Contra os “ataques”, o CFM lançou uma campanha que tinha uma mão com uma luva e cada dedo era uma reivindicação. Entre elas, a criação da Lei do Ato Médico, que garantiria a primazia de diagnóstico e prescrição do tratamento à categoria. “No final dos anos 1990 já se sabia que o número de médicos no interior era insuficiente frente à expansão do SUS através do então Programa de Saúde da Família. Além da vinda de médicos estrangeiros, já existia uma discussão de que outras categorias assumissem maior protagonismo no PSF em regiões pobres onde era difícil fixar o médico, tomando como base protocolos da própria OMS [Organização Mundial da Saúde] segundo os quais outros profissionais da saúde tinham a possibilidade de fazer pequenos diagnósticos, prescrever medicação. Isso era visto como um ataque frontal aos médicos”, diz a fonte. Já no Sul-Sudeste, continua ela, a demanda era incluir outros profissionais – psicólogo, fisioterapeuta – em um trabalho cada vez mais feito em equipe. “E aí surgiram as primeiras residências multiprofissionais. Isso também foi visto como um ataque porque a residência era uma especialização em serviço que só a categoria médica tinha. Era um dos grandes ‘patrimônios’ na lógica de corporação de ofício da medicina”.

A chegada do Partido dos Trabalhadores ao Planalto reforçou o discurso das entidades de que a medicina estava sob ataque da esquerda. “Você vai ter ministros ligados ao movimento da Reforma Sanitária, vai ter dentro do Ministério a criação da Secretaria de Gestão do Trabalho e da Educação na Saúde [SGTES] com o pessoal do Rio Grande do Sul, que era quem defendia residência multiprofissional. No Ministério da Saúde não teve tentativa de conciliação em relação aos interesses da categoria médica”, situa a fonte, em referência à tese compartilhada por muitos analistas de que os governos do PT tiveram como base de sustentação uma política de conciliação de interesses.

2013: o embate

Isso porque ao mesmo tempo em que empresários e o setor financeiro eram contemplados com isenções fiscais, desonerações, juros altos, a parcela mais numerosa da população ganhou benefícios sociais, aumento real no salário mínimo, crédito fácil para consumir. Ainda segundo essa linha de análise, as manifestações de junho de 2013 teriam demonstrado um esgotamento desse ciclo político. Mobilizações primeiro contra o aumento nas tarifas do transporte público, os atos cresceram em número e tamanho, chamando atenção para a falta de investimentos nos serviços públicos enquanto bilhões eram direcionados para Copa e Olimpíadas.

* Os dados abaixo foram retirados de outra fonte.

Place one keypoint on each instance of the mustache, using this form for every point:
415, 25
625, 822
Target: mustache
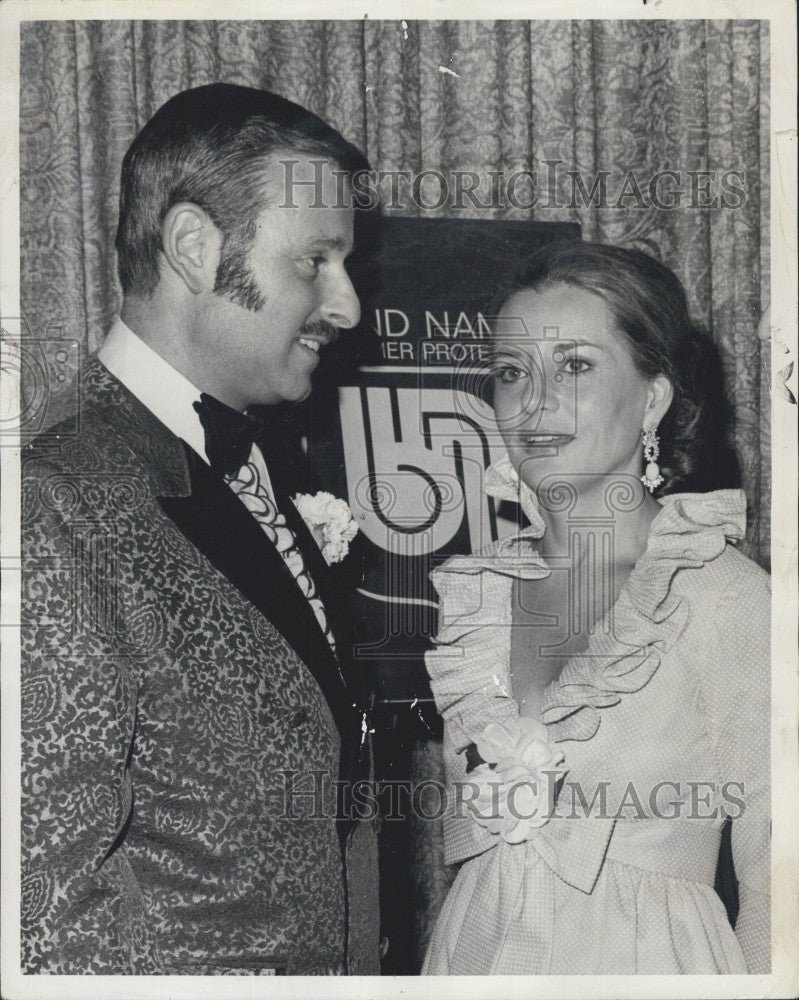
320, 328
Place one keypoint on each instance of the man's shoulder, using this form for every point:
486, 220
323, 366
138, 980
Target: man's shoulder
96, 426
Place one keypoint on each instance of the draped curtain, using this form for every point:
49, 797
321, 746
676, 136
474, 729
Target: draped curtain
602, 97
598, 96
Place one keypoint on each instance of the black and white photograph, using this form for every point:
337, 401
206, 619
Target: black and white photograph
399, 467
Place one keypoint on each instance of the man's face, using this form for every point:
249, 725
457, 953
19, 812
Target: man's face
266, 356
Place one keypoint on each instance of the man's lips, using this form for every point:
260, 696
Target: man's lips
317, 334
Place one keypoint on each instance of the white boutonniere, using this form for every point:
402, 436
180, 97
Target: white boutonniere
331, 522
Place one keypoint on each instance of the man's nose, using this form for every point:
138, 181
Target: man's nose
341, 306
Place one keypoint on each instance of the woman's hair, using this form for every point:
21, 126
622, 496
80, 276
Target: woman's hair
650, 307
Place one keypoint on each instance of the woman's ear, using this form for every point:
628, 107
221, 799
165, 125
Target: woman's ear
192, 246
659, 399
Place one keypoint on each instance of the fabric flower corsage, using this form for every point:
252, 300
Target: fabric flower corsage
331, 522
515, 781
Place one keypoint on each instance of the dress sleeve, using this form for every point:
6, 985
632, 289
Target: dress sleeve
82, 908
740, 675
469, 677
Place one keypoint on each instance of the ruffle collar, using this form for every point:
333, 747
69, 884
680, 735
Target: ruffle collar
648, 617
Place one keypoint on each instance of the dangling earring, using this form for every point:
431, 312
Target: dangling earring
651, 477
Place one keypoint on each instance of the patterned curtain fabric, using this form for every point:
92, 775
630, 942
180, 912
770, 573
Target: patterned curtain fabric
604, 98
598, 96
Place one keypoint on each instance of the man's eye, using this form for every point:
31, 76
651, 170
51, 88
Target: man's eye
508, 374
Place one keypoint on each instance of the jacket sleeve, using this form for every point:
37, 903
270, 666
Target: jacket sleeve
740, 693
82, 908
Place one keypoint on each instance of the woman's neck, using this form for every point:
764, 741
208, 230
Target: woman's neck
626, 508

Com a popularidade abalada – uma queda de 27 pontos em três semanas segundo o Datafolha –, Dilma Rousseff entrou em cadeia nacional de rádio e TV para dar uma resposta à “mensagem direta das ruas”. “Esta mensagem exige serviços públicos de mais qualidade. Ela quer escolas de qualidade; ela quer atendimento de saúde de qualidade; ela quer um transporte público melhor e a preço justo; ela quer mais segurança. Ela quer mais. E para dar mais, as instituições e os governos devem mudar”, disse a presidente. A solução do governo federal a esse “mais” foram três promessas: a elaboração de um Plano Nacional de Mobilidade Urbana, a destinação de 100% dos recursos do petróleo para a educação e, por último, “trazer de imediato milhares de médicos do exterior para ampliar o atendimento do Sistema Único de Saúde”. Era o início do Programa Mais Médicos.

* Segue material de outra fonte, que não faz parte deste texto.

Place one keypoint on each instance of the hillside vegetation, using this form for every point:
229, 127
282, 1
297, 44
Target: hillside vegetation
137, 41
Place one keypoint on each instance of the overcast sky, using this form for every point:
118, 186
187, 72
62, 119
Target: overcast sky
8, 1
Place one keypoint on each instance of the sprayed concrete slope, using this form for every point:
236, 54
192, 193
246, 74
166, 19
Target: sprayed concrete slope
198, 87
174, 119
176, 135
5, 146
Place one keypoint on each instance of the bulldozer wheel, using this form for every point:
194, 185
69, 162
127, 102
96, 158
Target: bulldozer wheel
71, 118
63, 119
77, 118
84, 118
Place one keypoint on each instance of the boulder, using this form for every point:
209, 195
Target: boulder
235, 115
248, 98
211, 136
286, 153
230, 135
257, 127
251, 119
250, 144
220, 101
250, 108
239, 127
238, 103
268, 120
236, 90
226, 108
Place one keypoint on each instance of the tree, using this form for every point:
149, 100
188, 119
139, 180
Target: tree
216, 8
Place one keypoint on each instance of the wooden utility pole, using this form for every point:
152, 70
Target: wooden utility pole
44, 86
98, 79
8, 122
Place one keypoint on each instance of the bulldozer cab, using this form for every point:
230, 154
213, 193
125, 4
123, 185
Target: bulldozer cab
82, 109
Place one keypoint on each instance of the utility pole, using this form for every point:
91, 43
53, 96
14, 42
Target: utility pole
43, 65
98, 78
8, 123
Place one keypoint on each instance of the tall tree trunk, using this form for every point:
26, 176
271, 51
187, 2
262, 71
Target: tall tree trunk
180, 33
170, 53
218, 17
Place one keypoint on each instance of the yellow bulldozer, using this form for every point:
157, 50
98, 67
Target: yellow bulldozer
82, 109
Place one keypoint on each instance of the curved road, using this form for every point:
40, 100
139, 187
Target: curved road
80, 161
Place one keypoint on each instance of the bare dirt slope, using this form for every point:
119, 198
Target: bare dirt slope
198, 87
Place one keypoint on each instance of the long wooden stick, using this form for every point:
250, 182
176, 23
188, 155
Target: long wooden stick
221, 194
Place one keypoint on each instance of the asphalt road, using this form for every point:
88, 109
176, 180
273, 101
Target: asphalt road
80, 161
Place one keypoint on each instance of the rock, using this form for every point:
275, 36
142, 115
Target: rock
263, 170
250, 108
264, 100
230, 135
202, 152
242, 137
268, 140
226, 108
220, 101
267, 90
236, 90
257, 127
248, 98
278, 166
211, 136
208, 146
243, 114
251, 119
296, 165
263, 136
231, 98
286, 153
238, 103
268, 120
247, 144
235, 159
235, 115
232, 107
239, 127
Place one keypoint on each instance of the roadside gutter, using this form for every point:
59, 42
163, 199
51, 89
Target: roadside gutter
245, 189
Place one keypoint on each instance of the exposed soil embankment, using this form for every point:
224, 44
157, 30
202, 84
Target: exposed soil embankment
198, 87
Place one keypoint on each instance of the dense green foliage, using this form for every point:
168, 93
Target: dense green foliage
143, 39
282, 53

Tânia Rêgo / Agência Brasil

Hoje com três anos, o Mais Médicos, por diversos motivos, entrou em rota de colisão direta com parte da categoria, ao mesmo tempo em que acendeu a paranoia de setores da sociedade que viram no acordo com Cuba o prólogo de uma “revolução comunista” no Brasil. “O programa é politiqueiro e eleitoreiro, 2013 foi um pano de fundo para justificar um projeto que já existia há muito tempo. Nós já sabíamos que tinha pessoas do governo indo a Cuba, nós já sabíamos que havia médicos em Cuba tendo aulas de português para virem para o Brasil. Esse projeto já estava desenhado, foi só uma justificativa para acelerá-lo sem nenhuma transparência, sem respeito adequado aos direitos do cidadão em relação às leis brasileiras”, critica Florentino Cardoso, da AMB, em referência à mudança instituída pelo programa de que os médicos formados em universidades estrangeiras não precisam passar pela avaliação (conhecida como Revalida) para atuar no país.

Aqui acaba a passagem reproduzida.